Tuesday, May 31, 2016

Review: The Dark Days Club

The Dark Days Club by Alison Goodman
My rating: 2 of 5 stars

I'm giving this 2 stars because I have to respect an author that puts so much effort and detail into their book. However, I can't say that I liked this book. In fact, I found it really boring and just a little tedious to get through.

My main complaint is Helen. I know a lot of reviewers believe she's the best part of the book but I felt that she spent too much time allowing other opinions to change her own. She was too quick to take the words of others as truth instead of making the choices for herself. As for the Dark Days Club itself, she kept going back and forth about whether to embrace her destiny or turn her back on it and the Club, right to the very end of the book. Maybe it wouldn't have bothered me so much if the choice she'd ended up making hadn't been the result of the situation she'd found herself in. The choice was practically made for her and I can't help feeling it was a bit of an easy out for Helen.

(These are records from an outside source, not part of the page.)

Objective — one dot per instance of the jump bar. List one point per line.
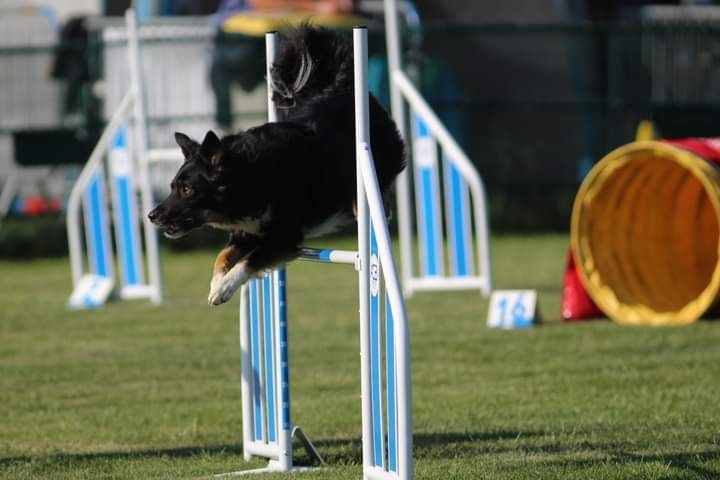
(328, 255)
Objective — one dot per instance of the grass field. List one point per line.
(135, 391)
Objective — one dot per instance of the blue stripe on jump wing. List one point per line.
(269, 356)
(284, 365)
(431, 243)
(460, 218)
(255, 341)
(375, 367)
(128, 232)
(391, 386)
(120, 140)
(98, 248)
(422, 130)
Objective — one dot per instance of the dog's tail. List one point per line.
(312, 63)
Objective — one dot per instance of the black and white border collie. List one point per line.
(275, 185)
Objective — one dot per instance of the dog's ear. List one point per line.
(186, 144)
(210, 145)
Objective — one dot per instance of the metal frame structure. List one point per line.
(465, 219)
(126, 170)
(384, 339)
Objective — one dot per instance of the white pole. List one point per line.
(141, 141)
(279, 307)
(246, 372)
(362, 135)
(271, 44)
(399, 314)
(456, 155)
(405, 233)
(73, 209)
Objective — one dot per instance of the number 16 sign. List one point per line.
(512, 308)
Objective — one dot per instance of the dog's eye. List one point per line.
(186, 191)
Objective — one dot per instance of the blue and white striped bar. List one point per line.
(97, 228)
(127, 234)
(427, 196)
(93, 289)
(328, 255)
(458, 221)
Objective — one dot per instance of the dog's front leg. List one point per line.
(231, 269)
(268, 254)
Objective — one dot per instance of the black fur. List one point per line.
(270, 185)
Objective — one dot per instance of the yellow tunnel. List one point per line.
(646, 234)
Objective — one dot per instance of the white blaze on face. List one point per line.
(251, 225)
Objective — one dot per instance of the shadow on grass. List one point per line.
(179, 452)
(457, 445)
(682, 461)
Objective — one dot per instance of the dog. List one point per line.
(275, 185)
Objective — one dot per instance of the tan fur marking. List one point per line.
(226, 259)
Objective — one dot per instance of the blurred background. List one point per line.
(536, 91)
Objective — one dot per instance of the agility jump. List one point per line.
(385, 368)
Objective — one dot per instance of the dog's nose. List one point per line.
(153, 215)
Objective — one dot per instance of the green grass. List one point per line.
(135, 391)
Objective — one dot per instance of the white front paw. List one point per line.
(222, 287)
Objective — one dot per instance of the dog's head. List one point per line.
(196, 191)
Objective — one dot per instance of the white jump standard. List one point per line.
(385, 366)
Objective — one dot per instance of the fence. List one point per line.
(536, 106)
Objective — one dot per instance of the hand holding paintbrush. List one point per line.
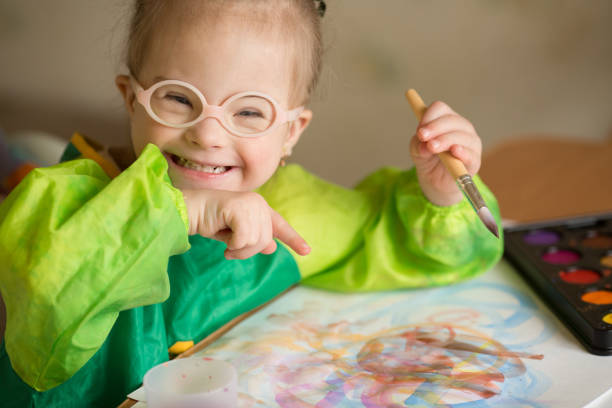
(444, 144)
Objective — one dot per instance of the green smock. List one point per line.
(100, 277)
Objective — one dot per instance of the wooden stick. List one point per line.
(452, 164)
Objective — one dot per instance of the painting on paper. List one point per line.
(481, 343)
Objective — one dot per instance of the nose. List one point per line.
(209, 133)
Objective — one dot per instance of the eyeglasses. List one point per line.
(179, 105)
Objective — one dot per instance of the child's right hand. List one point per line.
(244, 221)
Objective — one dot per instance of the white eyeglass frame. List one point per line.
(143, 96)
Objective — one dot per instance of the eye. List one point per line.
(249, 114)
(179, 98)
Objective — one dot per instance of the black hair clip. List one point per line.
(321, 7)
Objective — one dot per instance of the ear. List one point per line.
(296, 128)
(123, 83)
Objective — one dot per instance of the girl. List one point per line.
(102, 270)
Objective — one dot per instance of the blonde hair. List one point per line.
(298, 20)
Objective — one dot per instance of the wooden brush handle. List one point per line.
(452, 164)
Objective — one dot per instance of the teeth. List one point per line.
(195, 166)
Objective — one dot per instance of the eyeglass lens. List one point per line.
(177, 105)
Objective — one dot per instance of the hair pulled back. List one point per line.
(298, 20)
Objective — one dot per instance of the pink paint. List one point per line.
(560, 256)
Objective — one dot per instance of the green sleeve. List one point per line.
(384, 234)
(76, 248)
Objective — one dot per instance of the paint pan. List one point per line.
(568, 262)
(191, 382)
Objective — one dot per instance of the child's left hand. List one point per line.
(442, 129)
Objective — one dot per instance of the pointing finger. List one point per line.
(285, 232)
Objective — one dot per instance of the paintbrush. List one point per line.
(458, 171)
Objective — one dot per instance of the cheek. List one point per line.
(145, 131)
(262, 159)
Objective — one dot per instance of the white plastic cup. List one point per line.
(191, 382)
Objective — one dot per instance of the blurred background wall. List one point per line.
(513, 67)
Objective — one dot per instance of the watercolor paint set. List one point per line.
(569, 264)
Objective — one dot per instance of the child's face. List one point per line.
(220, 60)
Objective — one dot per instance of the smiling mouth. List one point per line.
(188, 164)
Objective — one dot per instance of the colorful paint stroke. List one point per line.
(467, 345)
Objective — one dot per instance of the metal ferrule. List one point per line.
(467, 186)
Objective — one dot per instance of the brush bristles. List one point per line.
(489, 221)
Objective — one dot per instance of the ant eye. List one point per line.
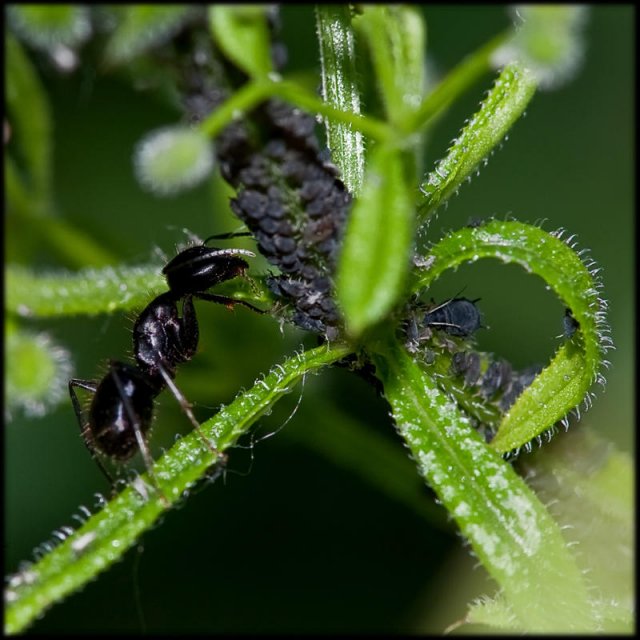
(165, 335)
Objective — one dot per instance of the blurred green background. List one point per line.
(292, 541)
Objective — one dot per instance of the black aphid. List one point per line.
(457, 317)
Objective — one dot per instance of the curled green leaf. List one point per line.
(141, 27)
(340, 89)
(503, 105)
(111, 531)
(242, 32)
(576, 365)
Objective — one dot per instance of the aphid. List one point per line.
(121, 410)
(457, 317)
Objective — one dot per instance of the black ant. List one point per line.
(121, 410)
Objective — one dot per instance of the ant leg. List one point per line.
(88, 385)
(140, 439)
(186, 407)
(226, 301)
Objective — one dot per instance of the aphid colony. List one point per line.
(485, 385)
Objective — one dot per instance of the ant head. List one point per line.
(196, 269)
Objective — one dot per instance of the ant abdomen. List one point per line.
(122, 403)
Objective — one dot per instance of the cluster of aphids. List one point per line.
(486, 386)
(287, 191)
(120, 414)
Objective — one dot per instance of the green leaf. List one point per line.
(142, 27)
(340, 89)
(396, 37)
(575, 366)
(31, 127)
(509, 529)
(377, 244)
(110, 532)
(242, 32)
(504, 104)
(548, 41)
(172, 159)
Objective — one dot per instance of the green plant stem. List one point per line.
(513, 535)
(108, 533)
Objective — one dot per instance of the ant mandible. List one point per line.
(121, 410)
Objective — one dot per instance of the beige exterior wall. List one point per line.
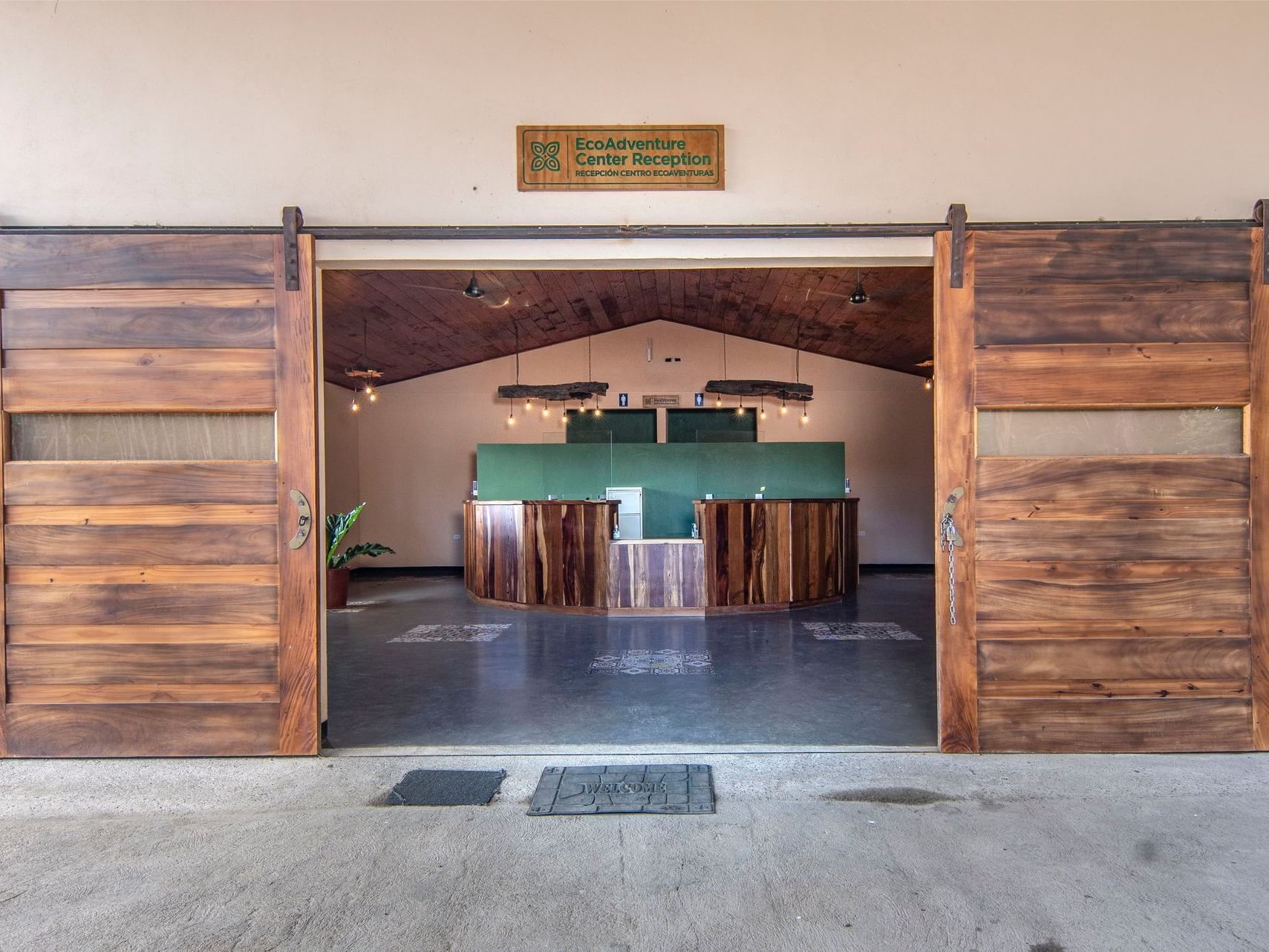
(368, 113)
(417, 446)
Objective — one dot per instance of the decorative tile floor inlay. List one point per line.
(668, 660)
(631, 789)
(859, 631)
(451, 633)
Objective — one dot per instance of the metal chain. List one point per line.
(947, 533)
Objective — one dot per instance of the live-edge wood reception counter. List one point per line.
(753, 555)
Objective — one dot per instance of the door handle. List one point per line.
(305, 522)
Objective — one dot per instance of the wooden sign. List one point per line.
(619, 157)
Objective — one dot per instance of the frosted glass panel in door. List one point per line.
(141, 437)
(1131, 432)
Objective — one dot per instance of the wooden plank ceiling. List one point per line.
(419, 323)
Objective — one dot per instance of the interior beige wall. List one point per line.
(417, 446)
(381, 113)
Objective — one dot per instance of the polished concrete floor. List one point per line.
(397, 676)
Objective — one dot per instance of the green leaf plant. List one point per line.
(336, 527)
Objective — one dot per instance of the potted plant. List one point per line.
(336, 563)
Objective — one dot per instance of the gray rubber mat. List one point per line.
(446, 789)
(630, 789)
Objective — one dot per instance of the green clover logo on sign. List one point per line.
(546, 155)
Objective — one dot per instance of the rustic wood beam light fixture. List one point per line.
(562, 393)
(785, 390)
(363, 376)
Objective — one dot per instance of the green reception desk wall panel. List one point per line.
(671, 474)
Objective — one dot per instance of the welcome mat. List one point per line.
(668, 660)
(451, 633)
(630, 789)
(859, 631)
(446, 789)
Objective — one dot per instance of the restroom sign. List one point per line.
(619, 157)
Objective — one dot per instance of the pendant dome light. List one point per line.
(858, 296)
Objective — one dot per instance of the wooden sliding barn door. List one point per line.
(1100, 399)
(159, 409)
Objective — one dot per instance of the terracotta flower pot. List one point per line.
(336, 587)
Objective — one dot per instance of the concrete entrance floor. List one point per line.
(545, 679)
(1011, 855)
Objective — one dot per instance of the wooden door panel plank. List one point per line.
(143, 694)
(141, 604)
(1077, 257)
(1103, 314)
(141, 545)
(139, 633)
(1084, 540)
(1258, 446)
(143, 576)
(299, 391)
(143, 299)
(143, 730)
(1089, 725)
(955, 438)
(1118, 477)
(1117, 688)
(34, 329)
(1111, 509)
(1122, 628)
(1095, 601)
(151, 483)
(1084, 375)
(1115, 658)
(1113, 572)
(140, 390)
(207, 663)
(136, 261)
(191, 515)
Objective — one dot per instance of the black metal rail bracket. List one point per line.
(956, 218)
(292, 221)
(1258, 216)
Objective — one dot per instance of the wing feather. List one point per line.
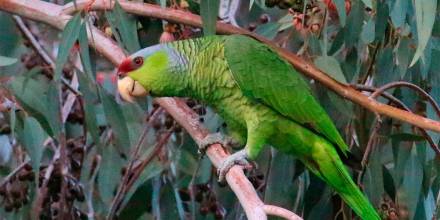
(262, 75)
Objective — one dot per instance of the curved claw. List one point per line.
(238, 158)
(215, 138)
(129, 89)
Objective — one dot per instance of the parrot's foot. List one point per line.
(238, 158)
(216, 138)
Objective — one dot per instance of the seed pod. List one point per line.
(3, 190)
(27, 167)
(271, 3)
(166, 37)
(184, 195)
(252, 27)
(191, 103)
(219, 214)
(264, 18)
(9, 207)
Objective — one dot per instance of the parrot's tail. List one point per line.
(325, 163)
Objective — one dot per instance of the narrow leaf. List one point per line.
(33, 140)
(68, 38)
(209, 12)
(340, 6)
(331, 66)
(425, 17)
(124, 25)
(6, 61)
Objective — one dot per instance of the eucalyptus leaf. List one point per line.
(33, 140)
(209, 12)
(5, 149)
(6, 61)
(68, 38)
(340, 6)
(425, 11)
(331, 66)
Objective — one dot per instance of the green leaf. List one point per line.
(368, 3)
(84, 52)
(355, 21)
(6, 61)
(88, 90)
(340, 6)
(116, 120)
(33, 139)
(109, 175)
(209, 13)
(53, 107)
(367, 34)
(32, 96)
(408, 193)
(330, 66)
(5, 149)
(68, 38)
(125, 28)
(398, 13)
(278, 191)
(425, 17)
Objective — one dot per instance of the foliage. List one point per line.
(84, 129)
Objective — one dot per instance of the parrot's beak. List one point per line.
(129, 89)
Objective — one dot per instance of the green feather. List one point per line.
(265, 77)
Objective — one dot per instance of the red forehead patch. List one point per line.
(125, 66)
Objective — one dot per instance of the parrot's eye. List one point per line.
(138, 61)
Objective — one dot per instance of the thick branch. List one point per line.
(53, 15)
(300, 64)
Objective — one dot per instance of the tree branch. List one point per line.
(300, 64)
(54, 15)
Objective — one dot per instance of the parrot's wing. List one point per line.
(263, 76)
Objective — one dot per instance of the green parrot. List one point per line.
(261, 97)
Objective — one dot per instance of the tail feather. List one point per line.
(326, 164)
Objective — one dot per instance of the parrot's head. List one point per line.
(152, 70)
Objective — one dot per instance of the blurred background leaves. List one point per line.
(110, 168)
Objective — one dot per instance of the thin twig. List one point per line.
(128, 174)
(419, 90)
(41, 193)
(41, 52)
(400, 104)
(15, 171)
(91, 212)
(280, 212)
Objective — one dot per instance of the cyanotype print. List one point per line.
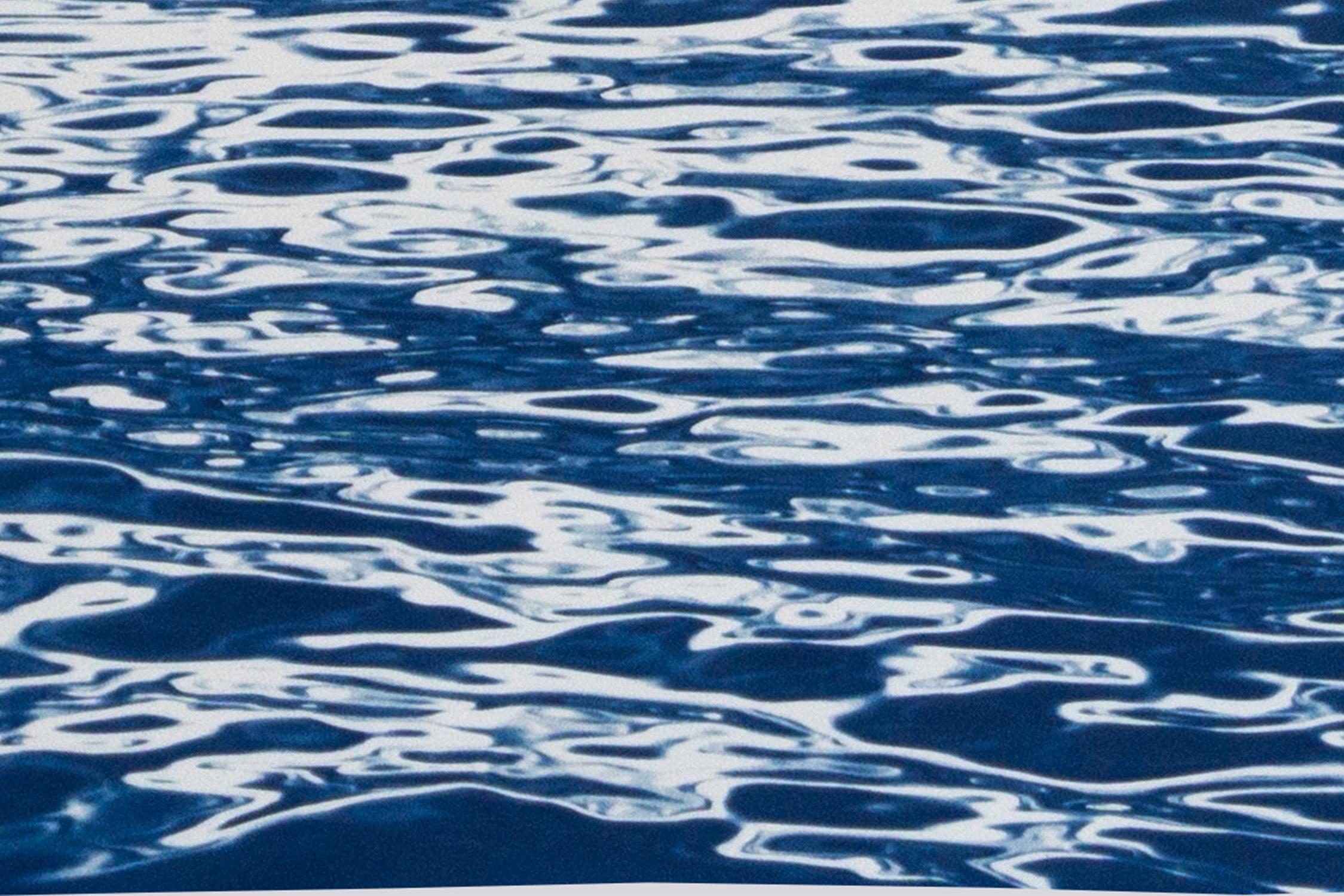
(455, 443)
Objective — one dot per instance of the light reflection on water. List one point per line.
(741, 440)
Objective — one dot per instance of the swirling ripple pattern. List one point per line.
(547, 441)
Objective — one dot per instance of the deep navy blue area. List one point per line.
(464, 443)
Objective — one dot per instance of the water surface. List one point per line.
(553, 441)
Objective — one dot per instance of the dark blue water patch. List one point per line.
(240, 616)
(488, 167)
(74, 488)
(354, 120)
(884, 164)
(296, 179)
(911, 53)
(35, 785)
(1107, 117)
(22, 665)
(906, 229)
(1226, 171)
(482, 839)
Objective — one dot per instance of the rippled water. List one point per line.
(543, 441)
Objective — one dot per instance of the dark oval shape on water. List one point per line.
(1229, 171)
(600, 403)
(296, 179)
(906, 229)
(355, 119)
(911, 53)
(1105, 117)
(488, 167)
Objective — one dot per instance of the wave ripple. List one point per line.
(550, 441)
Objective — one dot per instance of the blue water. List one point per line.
(553, 441)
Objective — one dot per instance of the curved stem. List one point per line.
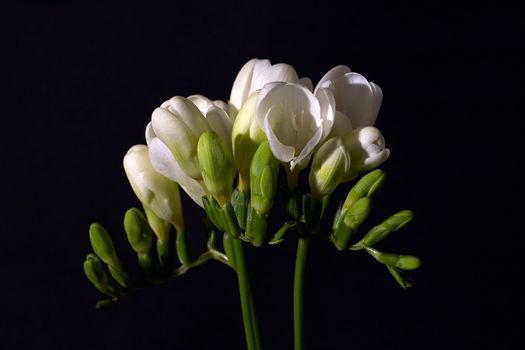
(246, 299)
(298, 285)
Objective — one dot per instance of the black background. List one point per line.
(81, 80)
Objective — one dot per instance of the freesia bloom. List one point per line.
(330, 165)
(292, 118)
(357, 101)
(156, 192)
(367, 150)
(255, 74)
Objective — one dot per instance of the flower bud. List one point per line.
(246, 137)
(403, 262)
(349, 223)
(216, 164)
(330, 164)
(264, 171)
(140, 236)
(380, 232)
(365, 187)
(156, 192)
(97, 274)
(401, 277)
(367, 150)
(103, 247)
(102, 244)
(178, 123)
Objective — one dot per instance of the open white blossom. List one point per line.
(357, 101)
(291, 117)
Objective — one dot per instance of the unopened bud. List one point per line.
(140, 235)
(216, 163)
(365, 187)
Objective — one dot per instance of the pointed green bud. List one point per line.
(402, 278)
(102, 244)
(212, 214)
(240, 202)
(365, 187)
(380, 232)
(246, 138)
(140, 235)
(160, 227)
(95, 270)
(227, 244)
(217, 167)
(349, 223)
(331, 163)
(256, 227)
(97, 274)
(264, 171)
(403, 262)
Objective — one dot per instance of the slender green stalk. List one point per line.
(298, 286)
(246, 299)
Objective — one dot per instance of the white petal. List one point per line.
(332, 74)
(281, 151)
(242, 84)
(150, 133)
(220, 123)
(278, 72)
(163, 161)
(327, 104)
(260, 98)
(307, 82)
(357, 99)
(342, 125)
(301, 161)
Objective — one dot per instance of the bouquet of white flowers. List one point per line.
(226, 157)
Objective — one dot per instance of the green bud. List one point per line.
(246, 138)
(365, 187)
(256, 227)
(240, 202)
(392, 224)
(227, 243)
(230, 220)
(349, 223)
(264, 171)
(278, 238)
(140, 235)
(102, 244)
(182, 249)
(160, 227)
(401, 277)
(217, 167)
(403, 262)
(330, 164)
(97, 274)
(95, 270)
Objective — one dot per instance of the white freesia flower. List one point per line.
(330, 165)
(163, 161)
(367, 150)
(216, 116)
(255, 74)
(178, 123)
(158, 193)
(291, 116)
(357, 101)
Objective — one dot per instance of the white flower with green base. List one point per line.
(227, 157)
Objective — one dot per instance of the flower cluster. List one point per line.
(333, 123)
(227, 156)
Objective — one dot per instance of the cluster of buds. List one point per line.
(226, 157)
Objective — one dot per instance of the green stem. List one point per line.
(244, 291)
(298, 286)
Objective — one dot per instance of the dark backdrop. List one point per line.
(81, 80)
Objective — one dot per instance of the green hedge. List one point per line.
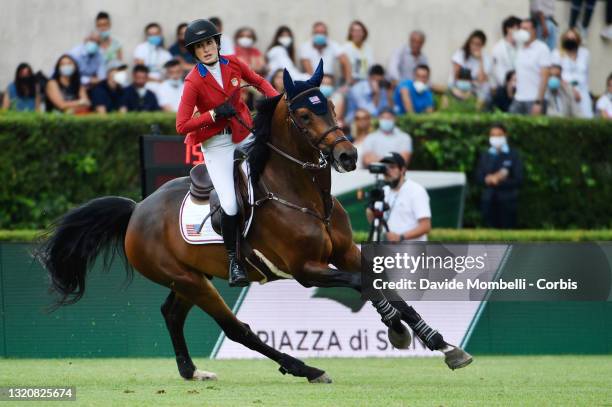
(436, 235)
(49, 163)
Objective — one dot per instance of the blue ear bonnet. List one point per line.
(298, 93)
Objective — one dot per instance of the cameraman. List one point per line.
(372, 94)
(409, 214)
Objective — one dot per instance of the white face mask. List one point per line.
(245, 42)
(521, 36)
(121, 78)
(285, 41)
(497, 141)
(419, 86)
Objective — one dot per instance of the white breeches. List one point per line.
(219, 157)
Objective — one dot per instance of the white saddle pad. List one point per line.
(193, 212)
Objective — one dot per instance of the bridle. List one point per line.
(321, 179)
(307, 133)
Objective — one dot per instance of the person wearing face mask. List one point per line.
(358, 51)
(472, 57)
(386, 139)
(543, 14)
(604, 103)
(108, 95)
(210, 88)
(373, 95)
(503, 97)
(137, 98)
(151, 53)
(409, 214)
(64, 92)
(22, 95)
(281, 55)
(90, 60)
(574, 60)
(500, 172)
(559, 96)
(532, 70)
(170, 90)
(321, 47)
(110, 47)
(179, 52)
(504, 51)
(407, 57)
(244, 40)
(414, 96)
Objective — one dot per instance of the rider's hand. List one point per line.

But I guess I can't be too hard on Helen because it seemed that she came from a terrible family. I thought her brother Andrew had a tendency to sulk (honestly, it seemed like every time he appeared it was to look at Helen with disappointment), and her Uncle was a horrible, disgusting bully. Lord Carlston seemed to fit the mysterious suitor parameters but aside from that, nothing truly interesting or personal was ever given in the book to really develop his character. The man is suspected of a horrible crime and Helen never managed to ask him about it. She asked other characters about it but not him and that just feels wrong, especially when you take into account that Helen has to decide whether she trusts Lord Carlston over the course of the book and the answer to that question could have put everything in a different light. Helen just takes the others at their word, decides it wouldn't matter even if she did ask because she couldn't be sure if his answer was the truth, and then forgets about it for the rest of the book. Good grief, that drove me nuts.

The rest of the characters received the same treatment, tiny details to explain their current actions but not enough to make anyone a true standout in the story. For a book that nearly came out to 500 pages, I feel that the only character we really came to learn anything about was Helen and since I really didn't like Helen, the whole book was disappointing. And the monsters were weird. Just their descriptions of what they looked like and what they could do. It was all very simple but at the same time almost underdeveloped. I expected more threat but they seemed almost tame, which didn't help to make the story interesting.

I have no idea if I'll try reading the next book. I can only hope that the sequel actually delves into each of the characters, explaining their choices and how they came to be part of the Dark Days Club, while at the same time really exploring the threat that the Club is meant to fight. That's a book I would be interested in reading, a story that explores the true details of the world that Goodman only gave glimpses of in this book.



Rating on my scale of 1 to 10 Stars: 2 Stars.

What do you know? My scale still worked with this one.